Ruptured or leaking aneurysms may present with severe back, abdominal, or flank pain that may radiate to the groin

Hypertension or tachycardia

Syncope

Abdominal mass on exam

Signs of retroperitoneal hematoma (Scott et al 2004 and Rosalyn 2006 and Louise and Anderson 2001).

Compared with open surgery, EVAR has lower operative mortality, lower morbidity, and shorter length of hospital stay and greater likelihood of discharge to home than open surgery (Schermerhorn 2009)

 

CT is the next step to help determine which treatment should be used (endovascular or open surgery) .Serial CT scans can be used to

visualise the proximal neck (the transition between the normal and aneurysmal aorta), the extension to the iliac arteries, and the patency of the visceral arteries. They can also measure the thickness of the mural thrombus.

With three-dimensional imaging, helical CT and CT angiography can provide additional anatomical details, especially useful if endovascular procedure is considered.( Akalihasan et al 2011and Macari et al 2001)

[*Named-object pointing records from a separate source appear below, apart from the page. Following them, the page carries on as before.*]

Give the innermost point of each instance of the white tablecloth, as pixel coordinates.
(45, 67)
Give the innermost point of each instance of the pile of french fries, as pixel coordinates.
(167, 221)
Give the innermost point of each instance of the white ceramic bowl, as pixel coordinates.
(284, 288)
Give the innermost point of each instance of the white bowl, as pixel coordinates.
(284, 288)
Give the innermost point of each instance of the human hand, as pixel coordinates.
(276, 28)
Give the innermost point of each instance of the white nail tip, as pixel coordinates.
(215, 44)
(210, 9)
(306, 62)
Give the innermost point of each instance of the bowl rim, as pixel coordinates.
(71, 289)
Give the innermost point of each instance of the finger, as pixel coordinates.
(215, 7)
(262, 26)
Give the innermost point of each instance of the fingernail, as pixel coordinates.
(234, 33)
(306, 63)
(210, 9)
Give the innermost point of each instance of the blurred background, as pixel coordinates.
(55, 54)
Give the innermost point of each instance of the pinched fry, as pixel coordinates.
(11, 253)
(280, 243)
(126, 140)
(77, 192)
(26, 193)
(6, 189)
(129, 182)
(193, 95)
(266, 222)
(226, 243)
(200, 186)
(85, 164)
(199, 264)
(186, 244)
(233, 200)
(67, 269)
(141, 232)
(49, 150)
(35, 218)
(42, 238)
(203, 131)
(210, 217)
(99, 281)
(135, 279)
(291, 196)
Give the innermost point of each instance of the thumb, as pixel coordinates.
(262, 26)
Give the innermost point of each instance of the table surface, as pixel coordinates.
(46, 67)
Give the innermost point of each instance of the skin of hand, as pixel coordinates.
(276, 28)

Informed consent for any AAA repair must include accurate information about the reason for recommending surgery (i.e. the risk of aneurysm rupture without surgery), the reason for recommending either open or endovascular surgery and about the likely outcomes. Warn about the site and size of the surgical scar, about wound infection and incisional hernia formation, about deep venous thrombosis and particularly about sexual dysfunction which, it appears, may be equally common after open and endovascular repair (Brian 2008).

If the patient is hypertensive, administer beta-blockers and nitroprusside as ordered. Manage pain with morphine sulfate or hydromorphone to keep him comfortable and to combat pain-induced increases in BP, heart rate, and oxygen demand (GAIL HOOD 2007).